Wow. That's right out of the later playbook of Edward Bernays. Set up a fictional committee that "endorses" something in order to enhance its marketing.




I think the point is less about social proof here and more about understanding that a good portion of rejection from investors and prospects could simply be the way you are pitching elevates you above their level, and their natural ego -based response will be to reject it, find holes in it, etc...

If you want to succeed at pitching investors or finding customers, it would do you well to check your vanity at the door, focus less on what you created and more on what it will do for them.

A simple adaptation would be approaching your prospects saying, "Hey I came across this interesting product and thought you would be interested in it." No need to lie, just ommit your involvement.


Yeah! That is how I read it too.

We can take a step beyond that: http://www.ted.com/talks/elizabeth_gilbert_on_genius.html

Here, Elizabeth Gilbert is talking about an older take on genius. That genius is not any one property of a person, but rather, something that appears to the one who is prepared. It makes sense to me, considering that an innovation often occurs to a more than one people who don't have much connection with each other. The time was simply right.

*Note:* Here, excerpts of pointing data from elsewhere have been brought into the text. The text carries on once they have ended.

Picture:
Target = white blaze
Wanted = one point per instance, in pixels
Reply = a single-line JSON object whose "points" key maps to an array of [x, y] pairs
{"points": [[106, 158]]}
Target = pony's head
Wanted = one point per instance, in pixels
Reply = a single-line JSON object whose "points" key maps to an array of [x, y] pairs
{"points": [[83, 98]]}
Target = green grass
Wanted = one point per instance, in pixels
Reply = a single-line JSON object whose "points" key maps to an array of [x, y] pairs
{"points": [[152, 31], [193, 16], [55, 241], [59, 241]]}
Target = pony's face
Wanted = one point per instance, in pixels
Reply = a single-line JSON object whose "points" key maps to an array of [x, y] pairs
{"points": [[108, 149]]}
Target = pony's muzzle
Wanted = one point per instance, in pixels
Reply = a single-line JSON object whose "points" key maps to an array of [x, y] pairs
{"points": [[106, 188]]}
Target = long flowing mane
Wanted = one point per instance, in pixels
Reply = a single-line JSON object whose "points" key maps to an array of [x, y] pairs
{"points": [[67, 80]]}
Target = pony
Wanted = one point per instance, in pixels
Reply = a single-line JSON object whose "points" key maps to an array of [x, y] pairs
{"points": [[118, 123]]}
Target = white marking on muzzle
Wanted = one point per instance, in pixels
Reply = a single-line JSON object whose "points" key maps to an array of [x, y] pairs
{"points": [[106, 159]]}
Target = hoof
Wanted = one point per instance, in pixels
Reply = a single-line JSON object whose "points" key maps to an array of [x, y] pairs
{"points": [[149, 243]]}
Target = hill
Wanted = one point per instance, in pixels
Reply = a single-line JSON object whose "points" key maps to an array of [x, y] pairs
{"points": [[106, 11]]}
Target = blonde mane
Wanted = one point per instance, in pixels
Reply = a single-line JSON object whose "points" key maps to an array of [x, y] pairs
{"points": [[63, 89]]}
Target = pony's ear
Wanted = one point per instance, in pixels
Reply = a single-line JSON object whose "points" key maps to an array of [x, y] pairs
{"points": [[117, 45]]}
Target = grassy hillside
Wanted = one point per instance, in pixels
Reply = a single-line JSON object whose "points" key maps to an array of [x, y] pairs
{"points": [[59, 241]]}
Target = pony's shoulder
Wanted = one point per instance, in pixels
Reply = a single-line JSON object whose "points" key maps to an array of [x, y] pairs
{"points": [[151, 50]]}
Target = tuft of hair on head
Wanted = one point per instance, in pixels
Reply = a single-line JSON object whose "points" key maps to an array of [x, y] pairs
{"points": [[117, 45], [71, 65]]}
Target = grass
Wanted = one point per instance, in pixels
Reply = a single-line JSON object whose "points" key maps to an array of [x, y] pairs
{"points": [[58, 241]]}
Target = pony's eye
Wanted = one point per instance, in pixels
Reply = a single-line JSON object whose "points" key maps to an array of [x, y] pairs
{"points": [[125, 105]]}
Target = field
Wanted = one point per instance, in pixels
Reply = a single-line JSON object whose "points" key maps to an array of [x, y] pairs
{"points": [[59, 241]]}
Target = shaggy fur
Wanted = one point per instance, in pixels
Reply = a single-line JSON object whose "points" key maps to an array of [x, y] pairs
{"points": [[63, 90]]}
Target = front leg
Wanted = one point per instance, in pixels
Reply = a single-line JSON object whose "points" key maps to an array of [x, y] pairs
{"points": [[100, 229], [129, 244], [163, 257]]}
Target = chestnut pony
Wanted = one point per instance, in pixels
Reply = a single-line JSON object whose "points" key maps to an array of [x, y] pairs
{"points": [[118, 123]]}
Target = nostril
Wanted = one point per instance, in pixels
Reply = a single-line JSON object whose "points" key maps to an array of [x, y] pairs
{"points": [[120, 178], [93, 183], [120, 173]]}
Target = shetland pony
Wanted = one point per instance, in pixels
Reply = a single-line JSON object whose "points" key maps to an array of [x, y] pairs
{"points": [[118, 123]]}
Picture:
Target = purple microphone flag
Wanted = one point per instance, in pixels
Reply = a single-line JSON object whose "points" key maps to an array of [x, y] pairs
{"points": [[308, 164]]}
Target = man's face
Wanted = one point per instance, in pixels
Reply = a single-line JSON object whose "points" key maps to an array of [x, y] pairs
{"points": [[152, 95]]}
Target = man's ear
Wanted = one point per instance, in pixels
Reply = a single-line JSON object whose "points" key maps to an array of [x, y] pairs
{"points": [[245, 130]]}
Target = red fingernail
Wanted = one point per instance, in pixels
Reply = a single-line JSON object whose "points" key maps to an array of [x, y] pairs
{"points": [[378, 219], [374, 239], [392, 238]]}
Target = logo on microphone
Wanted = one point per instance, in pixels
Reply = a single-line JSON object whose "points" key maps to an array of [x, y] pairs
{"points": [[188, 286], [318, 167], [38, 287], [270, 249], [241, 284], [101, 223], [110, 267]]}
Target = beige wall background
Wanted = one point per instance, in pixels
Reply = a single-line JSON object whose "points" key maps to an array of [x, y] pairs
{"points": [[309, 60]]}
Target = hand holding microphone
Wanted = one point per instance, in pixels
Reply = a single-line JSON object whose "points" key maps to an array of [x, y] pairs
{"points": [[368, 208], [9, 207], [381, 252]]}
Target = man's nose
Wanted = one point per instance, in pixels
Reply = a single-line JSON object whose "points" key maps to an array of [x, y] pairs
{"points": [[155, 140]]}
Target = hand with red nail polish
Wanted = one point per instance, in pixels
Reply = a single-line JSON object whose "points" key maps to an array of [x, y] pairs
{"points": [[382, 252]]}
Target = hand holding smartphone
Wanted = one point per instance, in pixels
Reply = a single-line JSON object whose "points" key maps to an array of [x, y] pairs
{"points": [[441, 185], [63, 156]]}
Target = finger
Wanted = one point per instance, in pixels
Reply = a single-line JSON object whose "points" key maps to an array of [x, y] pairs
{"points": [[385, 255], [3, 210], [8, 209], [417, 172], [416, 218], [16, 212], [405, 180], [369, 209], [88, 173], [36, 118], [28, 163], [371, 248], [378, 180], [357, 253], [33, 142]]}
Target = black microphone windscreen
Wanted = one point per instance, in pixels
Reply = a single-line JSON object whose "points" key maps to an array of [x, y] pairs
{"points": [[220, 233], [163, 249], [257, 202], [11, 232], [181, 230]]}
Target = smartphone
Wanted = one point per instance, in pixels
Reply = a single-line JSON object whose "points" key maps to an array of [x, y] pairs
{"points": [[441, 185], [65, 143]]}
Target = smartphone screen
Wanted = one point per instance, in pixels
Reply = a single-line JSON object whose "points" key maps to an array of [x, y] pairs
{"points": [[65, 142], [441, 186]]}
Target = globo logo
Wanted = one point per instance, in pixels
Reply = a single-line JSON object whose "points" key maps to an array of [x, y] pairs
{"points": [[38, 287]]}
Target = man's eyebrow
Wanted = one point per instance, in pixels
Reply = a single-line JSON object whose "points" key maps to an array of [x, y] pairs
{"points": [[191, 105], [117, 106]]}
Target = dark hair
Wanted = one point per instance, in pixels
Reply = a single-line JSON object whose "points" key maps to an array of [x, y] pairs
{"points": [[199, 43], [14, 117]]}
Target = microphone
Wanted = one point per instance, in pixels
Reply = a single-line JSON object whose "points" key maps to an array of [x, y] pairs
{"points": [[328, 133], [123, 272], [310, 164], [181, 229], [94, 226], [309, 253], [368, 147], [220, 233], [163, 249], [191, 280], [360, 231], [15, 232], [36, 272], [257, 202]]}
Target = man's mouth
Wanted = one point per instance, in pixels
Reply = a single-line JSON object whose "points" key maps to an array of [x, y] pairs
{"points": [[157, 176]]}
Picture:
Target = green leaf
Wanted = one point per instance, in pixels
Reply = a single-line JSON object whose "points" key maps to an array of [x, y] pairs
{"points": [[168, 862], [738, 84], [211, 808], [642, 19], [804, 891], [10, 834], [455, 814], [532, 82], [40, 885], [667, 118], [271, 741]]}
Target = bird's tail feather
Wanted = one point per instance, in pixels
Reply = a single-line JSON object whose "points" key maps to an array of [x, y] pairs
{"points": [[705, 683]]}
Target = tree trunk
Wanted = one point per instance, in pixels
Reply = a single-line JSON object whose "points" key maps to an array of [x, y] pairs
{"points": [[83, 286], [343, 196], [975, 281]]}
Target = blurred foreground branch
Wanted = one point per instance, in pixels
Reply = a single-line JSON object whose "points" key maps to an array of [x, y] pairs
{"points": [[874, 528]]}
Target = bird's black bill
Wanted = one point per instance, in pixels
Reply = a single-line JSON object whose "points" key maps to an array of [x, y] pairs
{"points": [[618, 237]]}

Saying, "I have a genius (for the moment)" rather than "I am a genius" also takes off a lot of pressure to continually prove you are a genius. That kind of hidden agenda (Jungian shadow) covertly demands that other people sees you as the originator. It comes down to ... do you want to see this product come out into the world, or do you want glory?

In other words, there isn't a need to lie, or even omitting your involvement. "Hey I came across this interesting product" is true, not simply evasive -- the genius was gifted to you; and if you are not prepared to share it, then it will find someone else more suitable.

Besides. How can you expect a startup to mature into a business model that runs itself if you can't let go of demanding credit? If it is about the product -- regardless of credit -- then the whole team is involved -- engineers, designers, investors and customers.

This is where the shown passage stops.